Well, send a patch and I'm pretty sure 3.0 will have it (I think it's too late for 2.6). It would be a great addition to the experimental ruleset !

Louis
case81
Posts: 8
Joined: Sun Aug 02, 2015 2:33 pm

Re: Ocean tiles / harbour / republic, cheese.

Post by case81 »

louis94 wrote: How many turns does it last ? Adding corruption for only one turn is not worth loosing a diplomat + paying 150 gold. Maybe the price could be a function of the trade income lost (squared?), multiplied by some constant (4?) when celebrating. Also, does it survive revolution/owner change ?
My plan is to make it last until the other player uses a diplomat to counteract the effects (only the effects of diplomat-induced waste), which would take something like 10 turns and consume the diplomat. Not implemented yet. Currently it just does pcity->waste[O_TRADE] +=2. I guess this could be refined and check how much waste there already is, and so on. I'm actually not sure if it survives a change to democracy.
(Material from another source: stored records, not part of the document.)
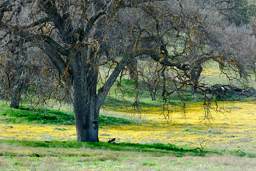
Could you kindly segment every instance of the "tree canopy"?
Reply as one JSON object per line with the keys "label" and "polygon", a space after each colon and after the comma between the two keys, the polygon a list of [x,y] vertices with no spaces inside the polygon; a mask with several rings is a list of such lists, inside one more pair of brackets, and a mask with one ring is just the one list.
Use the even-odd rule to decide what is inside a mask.
{"label": "tree canopy", "polygon": [[[230,83],[247,78],[248,65],[236,55],[239,48],[225,50],[231,48],[223,40],[229,23],[220,12],[244,2],[217,1],[7,0],[0,3],[2,48],[23,57],[24,49],[36,48],[41,55],[31,63],[47,57],[59,73],[51,74],[61,85],[58,89],[65,90],[63,98],[72,100],[77,141],[97,142],[100,108],[124,71],[142,73],[134,67],[138,58],[158,66],[149,72],[156,72],[166,103],[170,94],[192,86],[205,93],[204,107],[210,106],[212,96],[206,93],[218,94],[218,86],[204,83],[200,76],[210,60]],[[1,58],[7,53],[2,51]],[[109,69],[103,77],[104,66]]]}

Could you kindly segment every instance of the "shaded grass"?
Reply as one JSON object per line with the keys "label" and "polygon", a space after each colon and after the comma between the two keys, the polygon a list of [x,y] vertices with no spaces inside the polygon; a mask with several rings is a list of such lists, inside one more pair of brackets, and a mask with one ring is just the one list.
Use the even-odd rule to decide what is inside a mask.
{"label": "shaded grass", "polygon": [[[63,143],[61,141],[51,141],[52,143],[47,143],[42,141],[13,140],[0,139],[0,144],[6,144],[11,146],[21,146],[26,147],[54,148],[88,148],[92,149],[105,149],[107,150],[119,151],[135,151],[140,153],[154,153],[156,155],[171,155],[177,157],[183,157],[185,156],[205,156],[206,154],[215,154],[216,155],[223,155],[224,153],[229,153],[239,156],[247,156],[249,157],[255,158],[256,154],[253,153],[237,153],[235,151],[221,151],[205,149],[203,151],[198,150],[189,151],[190,148],[187,146],[178,146],[173,144],[166,144],[163,143],[154,144],[139,144],[127,143],[110,143],[103,142],[97,143],[91,142],[77,142],[74,141],[67,141]],[[0,150],[0,156],[15,156],[18,155],[18,153],[11,152],[10,153],[1,151]],[[19,154],[20,155],[20,154]],[[69,156],[77,156],[82,155],[74,153],[72,155],[72,152]],[[28,156],[46,156],[45,154],[28,153]],[[51,156],[58,156],[58,153],[51,153]]]}
{"label": "shaded grass", "polygon": [[[2,116],[2,117],[1,117]],[[68,110],[31,109],[21,106],[19,109],[10,108],[7,105],[0,106],[0,121],[10,123],[39,123],[50,125],[74,125],[74,113]],[[100,115],[100,126],[130,124],[128,119]]]}

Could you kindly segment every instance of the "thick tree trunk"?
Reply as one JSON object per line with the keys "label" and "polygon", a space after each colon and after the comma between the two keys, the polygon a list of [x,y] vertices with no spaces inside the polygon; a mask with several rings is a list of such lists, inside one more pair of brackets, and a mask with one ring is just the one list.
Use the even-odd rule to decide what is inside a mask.
{"label": "thick tree trunk", "polygon": [[72,95],[77,141],[98,142],[100,106],[96,93],[97,67],[87,65],[82,60],[83,56],[76,57],[72,63],[73,69]]}
{"label": "thick tree trunk", "polygon": [[[78,78],[82,78],[79,75]],[[84,78],[86,76],[84,76]],[[77,142],[98,142],[99,109],[97,99],[92,90],[86,91],[84,79],[74,77],[72,87],[74,112],[77,128]],[[85,81],[86,82],[86,81]],[[91,88],[89,88],[91,89]]]}

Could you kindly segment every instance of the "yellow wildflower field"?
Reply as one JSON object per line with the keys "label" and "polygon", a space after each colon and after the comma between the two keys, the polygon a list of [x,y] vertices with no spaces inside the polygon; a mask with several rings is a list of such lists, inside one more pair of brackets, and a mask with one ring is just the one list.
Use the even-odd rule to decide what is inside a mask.
{"label": "yellow wildflower field", "polygon": [[[178,108],[169,108],[172,122],[165,123],[161,108],[144,108],[138,123],[132,125],[100,127],[100,141],[116,138],[116,142],[138,143],[162,143],[177,145],[221,149],[240,149],[256,152],[256,102],[219,102],[221,107],[231,112],[212,112],[214,124],[212,127],[201,122],[204,115],[202,105],[198,103],[187,106],[187,114],[181,114]],[[101,113],[115,117],[129,117],[125,108],[105,107]],[[12,128],[12,127],[13,128]],[[0,138],[36,140],[76,139],[74,126],[0,124]]]}

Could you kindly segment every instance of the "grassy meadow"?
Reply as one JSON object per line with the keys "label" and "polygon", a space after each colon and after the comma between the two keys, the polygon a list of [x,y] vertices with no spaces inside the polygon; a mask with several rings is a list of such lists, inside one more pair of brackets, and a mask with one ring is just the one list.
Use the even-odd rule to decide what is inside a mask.
{"label": "grassy meadow", "polygon": [[[203,71],[206,83],[225,82],[215,67]],[[123,94],[111,88],[97,143],[76,142],[70,106],[37,109],[23,103],[16,109],[1,101],[0,170],[256,170],[255,98],[230,93],[230,101],[219,100],[218,107],[227,111],[212,110],[210,125],[196,94],[187,95],[184,116],[177,97],[163,111],[162,101],[151,101],[142,90],[141,108],[134,111],[133,83],[123,80]],[[116,143],[107,143],[113,138]]]}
Making it simply last 20 turns would be easier of course.

I also plan to have diplomat-induced corruption negate the benefits of trade routes, successivly, until either the effect runs out or enemy diplomat "cleans up the mess." This would really throw a spanner in the works of a mass-caravan-strategy. However the diplomatic warfare would have to be continuous to really harm an opponent, and like I said other diplomats could remove the effect.
case81 wrote: Unfortunately this required C coding so just distributing a ruleset is not enough to get it.
Well, send a patch and I'm pretty sure 3.0 will have it (I think it's too late for 2.6). It would be a great addition to the experimental ruleset !

Louis
I might just do that after some more testing/tweaking.


Edit: Of course a communist civ would have an advantage in this kind of diplomatic campaign (because of the ability to produce veteran diplos), which is pretty much what I'm loosely intending. The entire idea behind this was to enable a monarchy/communist/production-strategy player to stand up to a mega-trade democracy by a) hampering the trade (the corruption ability does that) and b) giving the Communist a production equivalent to the ocean tile thing (the ruleset I'm working on does that.)